Human beings are loud animals. Even when we’re being quiet on the surface, most of us are projecting our energies into the world on high volume. Our emotions are like sirens blaring through the world as we go about our daily business.
All that energy, all those thoughts and emotions, all that chaos…it’s exhausting to someone like me. I’m an empath.
For a long time, I had no way to shut out all that racket and little understanding of what it meant. I didn’t know when I was eight that the upset stomach I kept having was really my body’s way of shutting out the complex of emotion flowing through my family as we prepared for a cross-country move. When I was 12, I didn’t realize that most of the depression I felt, which I’d felt for much of my life, wasn’t my own. When I was 16, I didn’t understand why many people would seem to be feeling one way but pretend to be feeling differently; I hadn’t yet learned to trust that what I sensed was real and true. It wasn’t until my mid-twenties that I found a name for this sense: Empathic perception.
Now, I have tools for managing the amazing amount of information we humans project.

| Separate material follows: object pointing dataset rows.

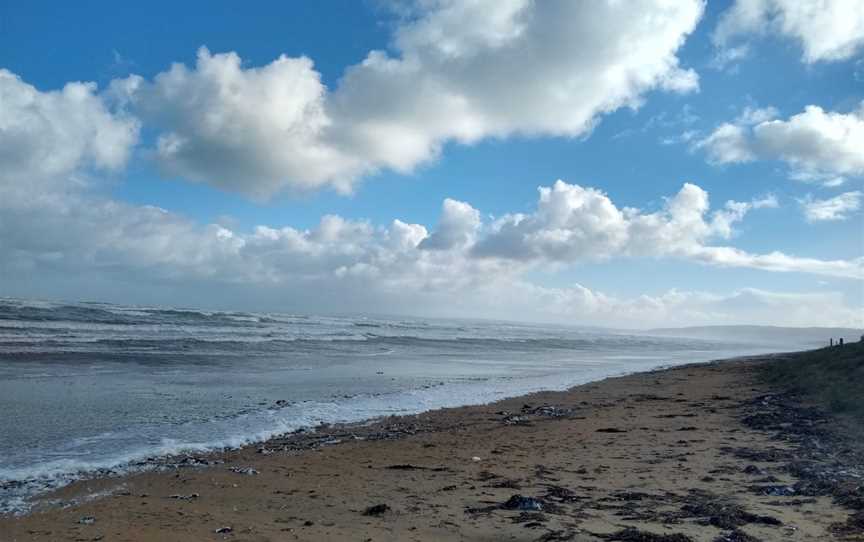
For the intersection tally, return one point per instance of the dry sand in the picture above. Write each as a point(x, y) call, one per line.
point(664, 452)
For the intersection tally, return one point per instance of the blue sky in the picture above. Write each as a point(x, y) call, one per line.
point(637, 152)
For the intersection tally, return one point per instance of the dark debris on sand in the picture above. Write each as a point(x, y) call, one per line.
point(631, 534)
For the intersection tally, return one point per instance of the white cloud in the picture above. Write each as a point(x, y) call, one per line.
point(689, 308)
point(831, 209)
point(818, 145)
point(458, 71)
point(54, 229)
point(830, 30)
point(44, 135)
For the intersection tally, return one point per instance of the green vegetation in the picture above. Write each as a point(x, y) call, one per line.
point(833, 376)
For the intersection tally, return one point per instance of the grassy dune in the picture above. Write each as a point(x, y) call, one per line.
point(832, 376)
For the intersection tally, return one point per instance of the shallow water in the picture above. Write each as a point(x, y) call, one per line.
point(96, 386)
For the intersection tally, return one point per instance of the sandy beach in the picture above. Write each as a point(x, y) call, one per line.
point(702, 452)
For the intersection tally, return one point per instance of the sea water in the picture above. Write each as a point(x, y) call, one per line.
point(87, 387)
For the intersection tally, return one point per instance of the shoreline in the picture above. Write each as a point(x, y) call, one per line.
point(450, 473)
point(304, 437)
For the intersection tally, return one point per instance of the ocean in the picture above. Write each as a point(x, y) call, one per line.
point(95, 388)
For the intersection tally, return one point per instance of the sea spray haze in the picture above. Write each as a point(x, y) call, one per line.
point(89, 386)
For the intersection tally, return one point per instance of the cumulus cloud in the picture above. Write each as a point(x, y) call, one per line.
point(831, 209)
point(46, 135)
point(456, 72)
point(818, 145)
point(826, 31)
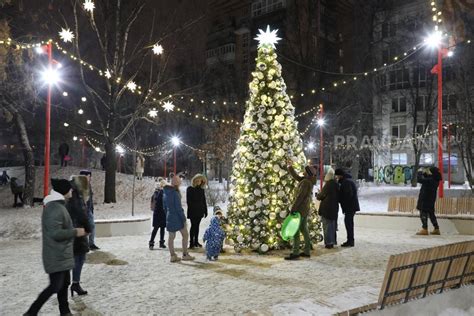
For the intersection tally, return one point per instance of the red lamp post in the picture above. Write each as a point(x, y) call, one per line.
point(321, 147)
point(175, 141)
point(50, 77)
point(438, 70)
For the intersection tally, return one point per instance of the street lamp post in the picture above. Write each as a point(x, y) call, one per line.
point(435, 40)
point(321, 148)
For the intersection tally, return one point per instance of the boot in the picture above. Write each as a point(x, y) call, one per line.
point(435, 232)
point(175, 258)
point(76, 287)
point(422, 232)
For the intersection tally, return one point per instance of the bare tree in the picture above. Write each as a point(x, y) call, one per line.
point(17, 101)
point(121, 46)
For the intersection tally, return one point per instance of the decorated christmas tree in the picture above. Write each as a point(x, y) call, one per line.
point(262, 190)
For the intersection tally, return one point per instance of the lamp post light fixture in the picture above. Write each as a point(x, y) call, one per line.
point(175, 141)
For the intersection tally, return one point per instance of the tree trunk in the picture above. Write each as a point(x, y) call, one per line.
point(29, 188)
point(110, 170)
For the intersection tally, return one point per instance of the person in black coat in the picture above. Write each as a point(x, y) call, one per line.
point(159, 214)
point(197, 207)
point(63, 152)
point(77, 209)
point(429, 179)
point(349, 203)
point(329, 208)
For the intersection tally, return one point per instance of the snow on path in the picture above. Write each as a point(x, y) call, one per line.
point(125, 278)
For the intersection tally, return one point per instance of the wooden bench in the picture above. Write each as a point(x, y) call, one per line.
point(448, 206)
point(416, 274)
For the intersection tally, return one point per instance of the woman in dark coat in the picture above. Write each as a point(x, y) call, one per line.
point(329, 208)
point(78, 211)
point(197, 207)
point(159, 215)
point(429, 179)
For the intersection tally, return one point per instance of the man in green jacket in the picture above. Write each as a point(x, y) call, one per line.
point(302, 205)
point(58, 237)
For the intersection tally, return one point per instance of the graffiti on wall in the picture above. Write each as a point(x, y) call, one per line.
point(393, 174)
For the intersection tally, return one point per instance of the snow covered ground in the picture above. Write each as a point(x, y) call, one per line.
point(125, 278)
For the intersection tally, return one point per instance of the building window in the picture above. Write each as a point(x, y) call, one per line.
point(389, 29)
point(421, 102)
point(420, 129)
point(399, 79)
point(426, 159)
point(399, 159)
point(262, 7)
point(450, 102)
point(419, 76)
point(399, 104)
point(399, 131)
point(448, 73)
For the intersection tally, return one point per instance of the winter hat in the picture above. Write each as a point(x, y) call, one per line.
point(85, 172)
point(339, 172)
point(310, 170)
point(329, 175)
point(175, 181)
point(61, 186)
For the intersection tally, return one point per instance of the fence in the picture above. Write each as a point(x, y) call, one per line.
point(418, 273)
point(445, 206)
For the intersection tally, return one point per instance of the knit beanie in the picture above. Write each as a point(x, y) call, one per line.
point(329, 175)
point(339, 172)
point(85, 173)
point(61, 186)
point(175, 181)
point(310, 170)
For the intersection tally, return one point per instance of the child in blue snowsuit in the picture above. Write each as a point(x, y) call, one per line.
point(214, 237)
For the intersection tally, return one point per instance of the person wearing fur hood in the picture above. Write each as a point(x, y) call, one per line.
point(197, 207)
point(329, 208)
point(77, 209)
point(175, 218)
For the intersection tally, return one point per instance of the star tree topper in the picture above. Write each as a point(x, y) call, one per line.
point(267, 37)
point(66, 35)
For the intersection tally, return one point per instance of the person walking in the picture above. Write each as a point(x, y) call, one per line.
point(58, 235)
point(63, 151)
point(197, 207)
point(429, 179)
point(77, 209)
point(159, 215)
point(175, 218)
point(302, 205)
point(349, 203)
point(140, 167)
point(214, 237)
point(329, 208)
point(90, 210)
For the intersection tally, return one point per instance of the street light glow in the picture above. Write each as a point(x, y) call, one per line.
point(119, 149)
point(434, 39)
point(50, 76)
point(175, 141)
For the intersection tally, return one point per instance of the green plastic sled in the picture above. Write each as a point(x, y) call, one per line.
point(290, 226)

I have practices for transforming all of those crazy, chaotic energies into loving, beneficial ones. I have moments of personal peace amidst the city’s humming. Most of the time, I’m stubborn enough to seek refuge when I need it. When I’m completely overwhelmed, forty-five minutes of driving carries me far enough into the country to rejuvenate. I know how to use my skills to help those whom Spirit sends my way. I still long for a home deep in the country where I don’t have to work so hard, where I needn’t fight for quiet, where I can breathe.
I’m on the road to mastering my empathic skills. It’s been a long and winding road. I’ve felt alone on the path, though when I really look I can see that it’s a well-worn way. Empathic perception is innate to the human race. Other animals share this ability, except they’re less likely to shut it down than are we. I see empathic skills in many children and young adults, far more than I’ve seen in my own generation or in my elders. I think we humans are evolving. I hope so, because being empathic is a deep and fulfilling experience. Shared through out our species, I think it’s one that would bring great joy and growth to all of us.